Si l’on veut comprendre comment s’exerce la discipline scolaire et particulièrement à l’intérieur de l’école alternative que fréquente mes enfants, il faut porter un regard à la Foucault sur les rouages de l’autorité. Bien sûr il y a les règlements et sanctions, mais ceux-ci ne constituent qu’une marginalité dans l’exercice du pouvoir. La compartimentation du calendrier et de l’emploi du temps journalier, le respect des horaires, viennent épouser la répartition de l’espace clôturé en autant de micro-lieux spécialisés qui ont chacun leurs règles et leurs exigences. La consigne lie l’enfant au pinceau, au crayon, au ballon et le pouvoir vient se glisser entre chaque millimètre de l’enfant à l’objet, à chaque seconde de l’enfant à son horaire.
Mais le plus intéressant n’est pas là. La prise de pouvoir particulière qu’exerce l’école alternative se fait par ce que précisément elle n’interdit pas. Ou pour mieux dire par ce qu’elle autorise. Par cela l’adulte garde un contrôle absolu sur les périodes de temps libre, sur les horaires de récréation, et en autorisant, l’autorité éducative réaffirme encore plus fortement son droit au refus. Au moindre écart, l’enfant se voit refusé de récréation, refusé ce qui lui était autorisé par l’exercice d’un pouvoir qui ne renonce à aucun aspect de son contrôle. La mise en projet, la mise en groupe, la mise en activité participe de ce droit-obligatoire qu’est l’éducation.

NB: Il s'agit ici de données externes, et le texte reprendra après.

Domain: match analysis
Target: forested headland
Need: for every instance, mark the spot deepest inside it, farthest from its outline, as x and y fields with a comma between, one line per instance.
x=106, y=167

L’enfant n’est donc pas oppressé par un ensemble de règles contraignantes contre lesquelles il serait tentant de se rebeller, mais par l’ensemble d’un dispositif complexe fait, certes d’interdictions, mais surtout d’une découpe toujours plus minutieuse du temps, de l’espace et des autorisations accordées hors de son contrôle. Dans ce labyrinthe de relations l’enfant n’a jamais véritablement le pouvoir sur sa vie, jamais la décision finale, il n’arbitre pas. Ainsi l’enfant se prend au piège d’un fonctionnement auquel il vaut mieux obéir pour espérer profiter des minces autorisations distribuées par l’adulte plutôt que de remettre en cause la relation de pouvoir qu’il subit quotidiennement malgré lui. L’école lui dit « obéis et tu seras libre de la liberté que je daignerai t’accorder, désobéis et tu n’auras même pas ça »! Ainsi le pouvoir arbitraire de l’adulte se garde à l’abri de toute remise en question fondamentale. Voilà, paraît-il ce qu’il convient d’appeler en ce monde un « espace éducatif » qui donnera des enfants libres et autonomes!
La résistance éducative consiste à mon avis à décortiquer ces processus disciplinaires pour que l’enfant n’en soit pas dupe, qu’il ne se laisse pas happer si facilement par les facilités de la servitude, par les promesses de la classe dominante. Je ne pense pas qu’il y ait quelque bénéfice que ce soit à s’habituer à obéir à une autorité n’ayant pas démontré le bienfondé et la pertinence de son pouvoir.